I've had mine ( #46 ) for a month or so now. Basically for the $ it's a good solid piece of iron. I ran a set of jam nuts with a fine 1" internal thread and the threading and tolerances were very consistent. I had to run off a few pieces for fixtures and the conversation mode makes this productive as long as the part geometry fits into the conversational set ( meaning forward facing features ). I had to make some one-off mandrils and spacers; I don't think it would have been faster on a manual lathe. There's an issues that you would have with any open loop machine:

If you need tight tolerances you need to re-check and tweak your tool offsets between power cycles. The tool gets it's zero references from micro switches which can be off from one reset to the next. I was using a boring bar up on the gang plate and external tool on the QCTP, so I found what worked was to cut a test piece with an arbitrary external and internal diameter, put some Dykem on them and touch tools off by jogging them in at .0001 steps with the jogging dial, then adjust the offsets in the tool table. This sounds a little overkill, but really just takes about 10 - 15 minutes. Once the tools are dialed in they are *very* accurate, but then I decided to spend the extra bucks and go with Dorian.

I got this machine because I know that Tormach will support it and bring some great solutions going forward.

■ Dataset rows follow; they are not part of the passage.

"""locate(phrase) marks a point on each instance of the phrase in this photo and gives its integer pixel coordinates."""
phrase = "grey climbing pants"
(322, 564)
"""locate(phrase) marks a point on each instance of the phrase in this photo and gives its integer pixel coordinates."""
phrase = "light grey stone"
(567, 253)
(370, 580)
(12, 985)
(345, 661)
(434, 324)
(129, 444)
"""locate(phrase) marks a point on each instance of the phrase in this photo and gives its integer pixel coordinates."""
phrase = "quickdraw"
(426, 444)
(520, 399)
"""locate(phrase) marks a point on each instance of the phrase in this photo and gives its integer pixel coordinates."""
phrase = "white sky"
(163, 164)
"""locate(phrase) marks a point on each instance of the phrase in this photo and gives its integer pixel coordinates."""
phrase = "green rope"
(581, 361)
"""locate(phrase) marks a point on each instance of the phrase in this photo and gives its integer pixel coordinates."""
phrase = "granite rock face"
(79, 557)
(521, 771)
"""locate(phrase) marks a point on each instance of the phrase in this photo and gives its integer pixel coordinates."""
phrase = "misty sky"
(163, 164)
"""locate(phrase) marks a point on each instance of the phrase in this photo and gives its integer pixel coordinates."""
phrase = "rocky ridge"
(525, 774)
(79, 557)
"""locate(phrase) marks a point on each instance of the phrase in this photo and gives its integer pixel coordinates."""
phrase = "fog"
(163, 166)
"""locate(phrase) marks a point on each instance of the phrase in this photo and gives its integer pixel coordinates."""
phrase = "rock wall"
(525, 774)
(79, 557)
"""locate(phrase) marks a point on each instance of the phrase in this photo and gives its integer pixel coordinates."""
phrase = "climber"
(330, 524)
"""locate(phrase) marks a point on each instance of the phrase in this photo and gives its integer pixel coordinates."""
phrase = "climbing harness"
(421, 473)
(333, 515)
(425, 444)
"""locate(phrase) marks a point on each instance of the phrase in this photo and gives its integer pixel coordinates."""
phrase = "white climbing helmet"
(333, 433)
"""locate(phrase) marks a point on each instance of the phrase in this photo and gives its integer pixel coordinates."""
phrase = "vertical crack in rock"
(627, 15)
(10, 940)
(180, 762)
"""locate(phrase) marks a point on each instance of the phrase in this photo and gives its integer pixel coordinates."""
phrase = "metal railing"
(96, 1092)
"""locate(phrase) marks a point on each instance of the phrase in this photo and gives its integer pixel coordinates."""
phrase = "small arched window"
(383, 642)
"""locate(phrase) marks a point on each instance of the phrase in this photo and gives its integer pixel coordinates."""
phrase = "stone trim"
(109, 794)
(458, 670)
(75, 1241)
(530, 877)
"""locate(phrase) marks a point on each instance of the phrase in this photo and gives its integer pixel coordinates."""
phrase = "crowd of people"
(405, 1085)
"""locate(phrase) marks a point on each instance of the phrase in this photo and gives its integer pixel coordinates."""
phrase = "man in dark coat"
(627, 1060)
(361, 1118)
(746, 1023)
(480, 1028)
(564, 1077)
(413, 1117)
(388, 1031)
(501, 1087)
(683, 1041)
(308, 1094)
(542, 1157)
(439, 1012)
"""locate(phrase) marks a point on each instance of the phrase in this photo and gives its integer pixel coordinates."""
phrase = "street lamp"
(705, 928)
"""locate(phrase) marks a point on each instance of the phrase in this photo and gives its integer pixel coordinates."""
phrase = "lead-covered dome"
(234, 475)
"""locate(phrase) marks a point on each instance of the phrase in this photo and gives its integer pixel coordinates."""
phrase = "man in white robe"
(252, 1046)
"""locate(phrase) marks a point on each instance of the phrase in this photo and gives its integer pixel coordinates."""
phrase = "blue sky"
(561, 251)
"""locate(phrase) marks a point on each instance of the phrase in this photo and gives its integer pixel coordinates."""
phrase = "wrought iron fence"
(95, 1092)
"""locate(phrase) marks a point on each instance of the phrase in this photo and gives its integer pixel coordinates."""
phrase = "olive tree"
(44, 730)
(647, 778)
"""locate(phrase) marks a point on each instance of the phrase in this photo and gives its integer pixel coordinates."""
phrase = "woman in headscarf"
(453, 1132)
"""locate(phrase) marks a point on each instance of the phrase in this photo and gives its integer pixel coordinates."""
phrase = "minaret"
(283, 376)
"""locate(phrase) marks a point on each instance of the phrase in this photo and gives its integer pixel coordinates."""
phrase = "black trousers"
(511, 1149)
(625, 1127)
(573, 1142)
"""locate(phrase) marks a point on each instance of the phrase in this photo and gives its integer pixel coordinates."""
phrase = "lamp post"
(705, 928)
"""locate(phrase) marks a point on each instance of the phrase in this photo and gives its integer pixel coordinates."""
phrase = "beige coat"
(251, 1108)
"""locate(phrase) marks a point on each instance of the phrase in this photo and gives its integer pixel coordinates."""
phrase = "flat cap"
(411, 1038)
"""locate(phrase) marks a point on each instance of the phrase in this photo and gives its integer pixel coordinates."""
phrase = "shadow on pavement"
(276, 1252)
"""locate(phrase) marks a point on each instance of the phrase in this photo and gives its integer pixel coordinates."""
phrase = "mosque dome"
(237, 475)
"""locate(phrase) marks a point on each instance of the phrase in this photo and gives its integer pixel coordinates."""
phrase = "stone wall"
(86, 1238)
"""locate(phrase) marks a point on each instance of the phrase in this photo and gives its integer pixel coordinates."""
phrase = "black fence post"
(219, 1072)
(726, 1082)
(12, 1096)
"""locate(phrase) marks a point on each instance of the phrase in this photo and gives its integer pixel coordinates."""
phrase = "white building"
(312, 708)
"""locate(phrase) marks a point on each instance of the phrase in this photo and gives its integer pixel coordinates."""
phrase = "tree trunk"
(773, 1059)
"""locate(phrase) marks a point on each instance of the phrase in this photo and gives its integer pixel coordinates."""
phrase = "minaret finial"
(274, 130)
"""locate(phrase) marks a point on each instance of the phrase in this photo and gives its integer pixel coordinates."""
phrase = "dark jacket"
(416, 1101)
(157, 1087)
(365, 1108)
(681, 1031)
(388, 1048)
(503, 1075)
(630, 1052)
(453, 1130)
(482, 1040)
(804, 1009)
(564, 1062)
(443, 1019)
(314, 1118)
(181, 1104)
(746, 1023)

My main complaint at this point is with SprutCAM8. There was no post processor that I know of for their lathe XZ. The sample I got from Tormach just isn't *there* yet. I have a software engineering background so last week I decided to use the Sprut post processor generation tool and get into it. It's *almost* working, but the problem is with SprutCAM. Clearly these guys are bunch of Russian math geniuses and have gotten all the heavy stuff ( 5 axis milling ) done, but poor old lathe XZ has some serious bugs - just look at the approach tool path of a drilling op. It looks like they haven't touched this code since whenever, so it makes for some very messy logic in the post processor to clean these things up. My $.02

@compunerdy: Thanks for the update on MDI memory! I was running out of scratch paper.